Biden Administration Declassifies Intel Report on Killing of Saudi Journalist Jamal Khashoggi
18:11 GMT 26.02.2021(updated 19:43 GMT 26.02.2021)
While the report alleges that Mohammed bin Salman "broadly supported using violent measures if necessary to silence" Khashoggi, Riyadh has repeatedly denied the royal family's involvement in the journalist's killing, branding it a "rogue operation".
A US intelligence report that was declassified on 26 February suggests that the Saudi crown prince, Mohammed bin Salman, approved an operation in Istanbul to "capture or kill" Saudi journalist Jamal Khashoggi.
The report, provided by the Office of the Director of National Intelligence, states that this assessment is based on the crown prince's "control of decision-making" in the kingdom, as well as on the "direct involvement of a key adviser and members" of Salman's "protective detail".
"Since 2017, the Crown Prince has had absolute control of the kingdom's security and intelligence organizations, making it highly unlikely that Saudi officials would have carried out an operation of this nature without the crown prince's authorization", the report's executive summary says.
The report further alleges that the crown prince "viewed Khashoggi as a threat to the kingdom and broadly supported using violent measures if necessary to silence him."
The document's authors also write that they have "high confidence" that the seven individuals whose names are provided in the report "participated in, ordered, or were otherwise complicit in or responsible for the death of Jamal Khashoggi" on Salman's behalf.
"We do not know whether these individuals knew in advance that the operation would result in Khashoggi's death", the report notes.
In 2019, Saudi Crown Prince Mohammed bin Salman reportedly said that he gets "all the responsibility" for Khashoggi's killing because "it happened under my watch", although he denies ordering it.
US officials revealed that the Biden administration will announce sanctions and visa bans targeting Saudi citizens over the Khashoggi killing, although it will not impose sanctions targeting Salman.

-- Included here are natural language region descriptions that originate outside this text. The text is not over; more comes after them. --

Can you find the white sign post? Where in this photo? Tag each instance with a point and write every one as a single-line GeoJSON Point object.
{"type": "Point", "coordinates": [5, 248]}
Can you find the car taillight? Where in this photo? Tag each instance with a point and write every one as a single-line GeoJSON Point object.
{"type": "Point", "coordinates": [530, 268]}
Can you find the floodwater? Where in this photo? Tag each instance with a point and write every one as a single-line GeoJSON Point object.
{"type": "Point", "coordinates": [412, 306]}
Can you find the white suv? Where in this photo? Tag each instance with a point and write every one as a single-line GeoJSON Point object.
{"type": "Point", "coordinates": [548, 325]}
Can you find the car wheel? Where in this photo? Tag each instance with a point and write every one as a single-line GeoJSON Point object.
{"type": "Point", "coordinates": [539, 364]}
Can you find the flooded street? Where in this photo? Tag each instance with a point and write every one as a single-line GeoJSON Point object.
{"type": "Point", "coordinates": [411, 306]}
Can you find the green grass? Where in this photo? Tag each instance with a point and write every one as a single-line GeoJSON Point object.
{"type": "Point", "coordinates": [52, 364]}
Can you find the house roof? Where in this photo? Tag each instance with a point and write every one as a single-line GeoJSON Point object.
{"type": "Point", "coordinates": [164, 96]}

Saudi journalist Jamal Khashoggi vanished on 2 October, 2018, after he entered the Saudi Consulate General in Istanbul to obtain papers he needed to get married.
The Saudi government initially denied any knowledge of the journalist's whereabouts, but eventually admitted that he was killed and dismembered while inside of the consulate.
Riyadh denied the royal family's involvement in the assassination, branding it a "rogue operation".
Following the murder, a Saudi public prosecutor stated that 31 people were investigated and 21 arrested for the killing, with 11 people brought to trial.
In late 2019, a Saudi court sentenced five people to death for "committing and directly participating in the murder of the victim", while three others were sentenced to jail for "covering up this crime and violating the law" for a total of 24 years, while three others were found not guilty.
Following that development, Khashoggi's son, Salah, said that "we have been granted justice as the children of the deceased", and that "we affirm our confidence in the Saudi judiciary at all levels, that it has been fair to us and that justice has been achieved".
In September 2020, the Saudi Criminal Court issued a final ruling for the eight suspects in the case, sentencing five of them to 20-year prison terms, while three others received sentences ranging from 7 to 10 years.